This model has its own set of challenges:
- limited no. of connections possible to the server - the connections to the clients need to be kept open on the server which consumes resources and hence, each server can host only fixed no. of connections.
- flooding of messages - the server needs to broadcast the messages to all the connected clients in the current session causing a flood of messages on the network.
- latency
The ideal situation is when the Server is the Authoritative source of the game state and clients merely fetch & update state as they play. This is where 3rd Party Platforms usually fail on 2 counts - firstly, because they are unable to handle the scale of modern mobile games (think a million+ DAU) or that they are simply not equipped to provide the complex state management service required for such games.
However lets start out by evaluating the key components of a good server-side multi-player platform.
The Player/s: Obviously this is the start point, the game state is a representation of the original state + atomic changes caused by the activities of each player. The Player/s & their Profile/Attributes/Characters/Inventory/History/../..etc are critical to building a multi-player platform.
The Session/s: Each game has a well defined core-loop that defines the rules for play as well as the actual logic for progression, number of players, the player activities, etc. We can call this the Session Object, which is closely aligned with the core-loop of a game.
The scoring: It's important to track the progress of each user.
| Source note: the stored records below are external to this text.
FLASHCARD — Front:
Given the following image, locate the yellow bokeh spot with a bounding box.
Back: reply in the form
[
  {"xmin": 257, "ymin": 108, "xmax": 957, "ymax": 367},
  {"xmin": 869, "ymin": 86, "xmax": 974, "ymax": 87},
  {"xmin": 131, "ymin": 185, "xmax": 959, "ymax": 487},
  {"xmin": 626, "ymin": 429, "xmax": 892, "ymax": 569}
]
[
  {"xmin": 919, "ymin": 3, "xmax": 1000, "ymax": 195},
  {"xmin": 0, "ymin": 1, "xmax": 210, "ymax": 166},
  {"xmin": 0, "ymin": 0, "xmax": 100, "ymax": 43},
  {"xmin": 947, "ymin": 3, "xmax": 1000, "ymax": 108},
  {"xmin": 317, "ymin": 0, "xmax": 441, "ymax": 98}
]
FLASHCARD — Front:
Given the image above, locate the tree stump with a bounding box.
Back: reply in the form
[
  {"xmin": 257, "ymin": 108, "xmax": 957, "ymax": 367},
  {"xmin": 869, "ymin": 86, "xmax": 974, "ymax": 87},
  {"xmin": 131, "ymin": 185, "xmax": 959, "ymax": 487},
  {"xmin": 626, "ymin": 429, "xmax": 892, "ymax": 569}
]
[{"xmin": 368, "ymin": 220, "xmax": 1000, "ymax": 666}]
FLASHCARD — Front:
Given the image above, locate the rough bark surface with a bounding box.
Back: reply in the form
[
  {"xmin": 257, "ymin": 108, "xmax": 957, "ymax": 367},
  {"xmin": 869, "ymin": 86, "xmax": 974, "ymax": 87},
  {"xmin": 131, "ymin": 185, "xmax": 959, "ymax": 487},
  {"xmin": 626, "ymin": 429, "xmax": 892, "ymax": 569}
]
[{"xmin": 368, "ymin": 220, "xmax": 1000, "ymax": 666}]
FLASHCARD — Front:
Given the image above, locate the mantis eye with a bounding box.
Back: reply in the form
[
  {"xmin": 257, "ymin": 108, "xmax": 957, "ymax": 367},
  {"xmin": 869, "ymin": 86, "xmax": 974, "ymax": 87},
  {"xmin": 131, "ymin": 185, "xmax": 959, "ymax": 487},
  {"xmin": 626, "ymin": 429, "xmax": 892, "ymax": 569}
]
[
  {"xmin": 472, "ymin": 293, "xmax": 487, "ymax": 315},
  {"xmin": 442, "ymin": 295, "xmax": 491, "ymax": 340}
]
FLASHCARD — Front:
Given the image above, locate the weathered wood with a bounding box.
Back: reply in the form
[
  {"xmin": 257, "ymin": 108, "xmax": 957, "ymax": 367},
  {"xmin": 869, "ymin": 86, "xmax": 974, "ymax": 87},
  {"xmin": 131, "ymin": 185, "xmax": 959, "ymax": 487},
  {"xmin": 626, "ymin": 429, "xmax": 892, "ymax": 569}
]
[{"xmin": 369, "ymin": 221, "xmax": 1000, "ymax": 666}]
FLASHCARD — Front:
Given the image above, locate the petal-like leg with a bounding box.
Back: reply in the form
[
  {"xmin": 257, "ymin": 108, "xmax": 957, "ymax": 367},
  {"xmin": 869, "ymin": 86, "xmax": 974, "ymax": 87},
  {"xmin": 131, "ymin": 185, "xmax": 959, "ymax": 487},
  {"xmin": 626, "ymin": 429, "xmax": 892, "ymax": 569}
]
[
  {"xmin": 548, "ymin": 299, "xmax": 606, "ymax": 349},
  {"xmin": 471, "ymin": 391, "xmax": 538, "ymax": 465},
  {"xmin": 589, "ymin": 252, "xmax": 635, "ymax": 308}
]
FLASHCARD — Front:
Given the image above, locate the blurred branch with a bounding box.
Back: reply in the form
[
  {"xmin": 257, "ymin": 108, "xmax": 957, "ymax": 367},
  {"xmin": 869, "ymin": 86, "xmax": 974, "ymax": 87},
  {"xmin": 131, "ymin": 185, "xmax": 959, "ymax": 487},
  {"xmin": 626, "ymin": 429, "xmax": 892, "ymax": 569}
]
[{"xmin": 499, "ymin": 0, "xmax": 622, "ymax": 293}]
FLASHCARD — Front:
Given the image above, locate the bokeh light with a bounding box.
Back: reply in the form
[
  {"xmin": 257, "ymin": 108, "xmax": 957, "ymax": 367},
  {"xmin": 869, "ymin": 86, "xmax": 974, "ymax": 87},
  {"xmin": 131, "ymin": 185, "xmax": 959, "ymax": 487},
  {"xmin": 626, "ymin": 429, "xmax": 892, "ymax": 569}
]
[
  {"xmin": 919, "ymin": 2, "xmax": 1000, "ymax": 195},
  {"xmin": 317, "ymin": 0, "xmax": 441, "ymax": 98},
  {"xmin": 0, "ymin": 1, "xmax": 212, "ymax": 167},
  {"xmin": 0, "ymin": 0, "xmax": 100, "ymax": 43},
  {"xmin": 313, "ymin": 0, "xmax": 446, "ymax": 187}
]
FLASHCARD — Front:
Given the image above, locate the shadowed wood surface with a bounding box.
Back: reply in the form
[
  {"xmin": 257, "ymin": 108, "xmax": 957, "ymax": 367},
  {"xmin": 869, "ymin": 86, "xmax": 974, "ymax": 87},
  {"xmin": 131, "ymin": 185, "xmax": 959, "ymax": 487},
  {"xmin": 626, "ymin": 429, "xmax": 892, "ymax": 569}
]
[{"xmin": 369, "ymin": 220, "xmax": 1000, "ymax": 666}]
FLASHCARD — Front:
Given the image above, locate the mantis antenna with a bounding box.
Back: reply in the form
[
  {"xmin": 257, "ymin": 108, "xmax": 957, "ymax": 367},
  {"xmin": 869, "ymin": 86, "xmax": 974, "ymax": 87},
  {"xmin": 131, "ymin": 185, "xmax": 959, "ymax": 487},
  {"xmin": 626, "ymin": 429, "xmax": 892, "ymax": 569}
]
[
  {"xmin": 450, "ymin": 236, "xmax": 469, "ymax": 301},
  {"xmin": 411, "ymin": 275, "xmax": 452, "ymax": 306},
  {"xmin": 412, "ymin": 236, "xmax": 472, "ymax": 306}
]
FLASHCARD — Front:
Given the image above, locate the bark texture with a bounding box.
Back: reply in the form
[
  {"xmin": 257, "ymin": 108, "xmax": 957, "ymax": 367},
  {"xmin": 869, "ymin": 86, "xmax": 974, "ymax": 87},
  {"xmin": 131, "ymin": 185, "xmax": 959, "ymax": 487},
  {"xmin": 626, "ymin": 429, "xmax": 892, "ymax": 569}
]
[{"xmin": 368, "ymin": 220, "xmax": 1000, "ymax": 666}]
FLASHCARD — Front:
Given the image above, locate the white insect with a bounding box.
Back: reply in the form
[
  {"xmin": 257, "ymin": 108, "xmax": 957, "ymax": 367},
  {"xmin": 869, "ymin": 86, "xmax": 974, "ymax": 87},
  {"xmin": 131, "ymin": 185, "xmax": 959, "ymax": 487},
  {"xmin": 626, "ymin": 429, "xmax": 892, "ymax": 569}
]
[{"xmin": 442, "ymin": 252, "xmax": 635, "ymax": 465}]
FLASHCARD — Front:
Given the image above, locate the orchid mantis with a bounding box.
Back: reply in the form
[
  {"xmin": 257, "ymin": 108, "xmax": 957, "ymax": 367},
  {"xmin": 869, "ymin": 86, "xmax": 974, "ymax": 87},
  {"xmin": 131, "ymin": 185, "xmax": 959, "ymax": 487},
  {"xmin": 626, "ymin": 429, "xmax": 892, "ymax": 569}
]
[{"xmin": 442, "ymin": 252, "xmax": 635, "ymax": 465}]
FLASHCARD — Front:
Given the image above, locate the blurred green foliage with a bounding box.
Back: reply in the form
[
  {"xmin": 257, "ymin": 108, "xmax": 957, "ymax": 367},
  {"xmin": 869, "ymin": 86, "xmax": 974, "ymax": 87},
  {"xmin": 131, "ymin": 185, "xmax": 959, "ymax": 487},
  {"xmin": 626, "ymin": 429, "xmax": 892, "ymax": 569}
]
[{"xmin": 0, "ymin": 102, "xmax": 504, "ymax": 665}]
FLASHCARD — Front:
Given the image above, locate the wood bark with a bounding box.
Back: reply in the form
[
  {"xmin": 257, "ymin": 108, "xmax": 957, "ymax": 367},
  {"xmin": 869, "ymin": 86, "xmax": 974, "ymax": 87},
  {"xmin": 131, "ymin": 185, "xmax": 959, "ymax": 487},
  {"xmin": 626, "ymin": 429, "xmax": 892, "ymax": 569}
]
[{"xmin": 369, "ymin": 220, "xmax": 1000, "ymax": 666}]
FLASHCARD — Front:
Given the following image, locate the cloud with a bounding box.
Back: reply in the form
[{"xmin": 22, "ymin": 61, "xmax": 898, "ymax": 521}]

Each session that the player plays may end up giving some points to the player based on the outcome. These points need to be stored somewhere - the scoring system. Also the accounting of wins/losses (determined either by the client app or the server side logic) is typically done in the scoring system.
The communication/messaging: The players need to be informed of the events in the game - the actions of other players, the resulting change in the state at the server end, other platform level events. Having an underlying communication system is vital for this communication.